Phosphorylation motifs consisting of serine or threonine residues followed by proline (Ser/Thr-Pro) are critical regulatory elements in numerous cellular processes. Phosphorylation of these motifs is primarily mediated by a family of Pro-directed protein kinases, including cyclin-dependent protein kinases (CDKs), mitogen-activated protein kinases (MAPKs), Jun N-terminal protein kinases (JNKs), and glycogen synthase kinase-3 (GSK-3). Conversely, the dephosphorylation of these motifs is carried out by specific Ser/Thr phosphatases, such as phosphatase 2A (PP2A), the RNA polymerase II C-terminal domain (RNA Pol II CTD) phosphatase FCP1, and calcineurin. These kinases and phosphatases are integral to numerous cellular functions, including the cell cycle, transcription regulation, and various signaling pathways. Modulation of the Ser/Thr phosphorylation often involves conformational changes in proteins, affecting their function and interactions. Their dysregulation is implicated in a range of human diseases, in particular cancer and Alzheimer’s disease.
Inhibitors of proline kinases play a marked role in drug discovery, targeting key enzymes mentioned above: CDKs, MAPKs, GSK-3, and JNKs.

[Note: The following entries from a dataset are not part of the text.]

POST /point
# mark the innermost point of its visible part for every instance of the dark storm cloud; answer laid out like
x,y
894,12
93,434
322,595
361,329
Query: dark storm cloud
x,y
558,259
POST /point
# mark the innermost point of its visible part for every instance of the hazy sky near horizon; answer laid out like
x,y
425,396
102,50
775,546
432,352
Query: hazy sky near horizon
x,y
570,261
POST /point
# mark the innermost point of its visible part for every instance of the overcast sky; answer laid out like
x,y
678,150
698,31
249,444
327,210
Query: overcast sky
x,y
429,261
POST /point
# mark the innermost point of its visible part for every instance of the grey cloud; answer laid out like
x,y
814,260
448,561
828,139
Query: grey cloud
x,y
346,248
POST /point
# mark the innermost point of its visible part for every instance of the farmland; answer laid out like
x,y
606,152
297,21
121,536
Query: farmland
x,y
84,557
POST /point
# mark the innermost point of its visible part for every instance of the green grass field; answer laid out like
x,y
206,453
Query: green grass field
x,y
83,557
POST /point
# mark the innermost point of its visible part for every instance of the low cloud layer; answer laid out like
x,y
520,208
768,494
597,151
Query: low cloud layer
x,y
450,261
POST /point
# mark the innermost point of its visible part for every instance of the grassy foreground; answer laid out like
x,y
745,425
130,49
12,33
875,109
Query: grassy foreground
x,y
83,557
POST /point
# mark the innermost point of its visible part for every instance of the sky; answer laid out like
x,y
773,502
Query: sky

These inhibitors are the primary agents in treating various cancers by blocking cell cycle progression and aberrant cell growth, as seen with CDK inhibitors. In clinical cancer therapy, MAPK inhibitors are used to target faulty signaling pathways in melanoma. Beyond oncology, GSK-3 inhibitors are under investigation for neurodegenerative diseases like Alzheimer’s, whereas JNK inhibitors are being explored for inflammatory diseases and certain neurodegenerative disorders. By binding to the active sites of these kinases, these drugs disrupt dysfunctional signaling pathways, making them valuable in the development of targeted therapies for a range of diseases.

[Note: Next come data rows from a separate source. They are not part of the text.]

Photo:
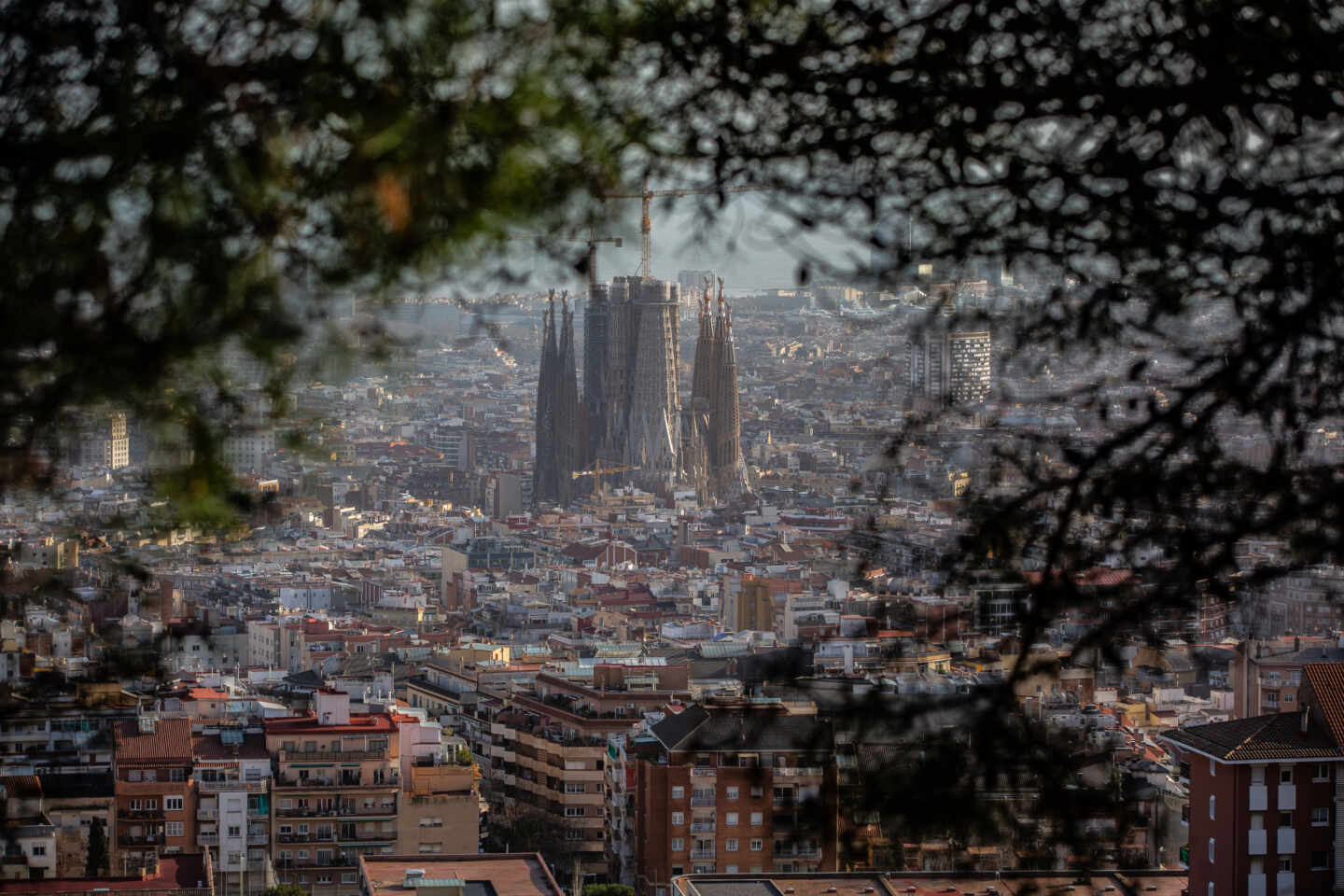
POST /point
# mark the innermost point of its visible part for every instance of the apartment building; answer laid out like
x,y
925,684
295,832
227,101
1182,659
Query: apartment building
x,y
440,812
739,789
1265,794
232,807
155,791
335,792
1267,676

Chemdiv’s proline kinase inhibitors library provides an extended set of diverse hit molecules with high affinity and specificity to the proline kinase enzymes, making it a potential starting point for the drug discovery research study.
References:
[1] K. P. Lu, Y. C. Liou, and X. Z. Zhou. Pinning down proline-directed phosphorylation signaling. Trends Cell Biol., 2002, vol. 12, no. 4, pp. 164–172, doi: 10.1016/S0962-8924(02)02253-5.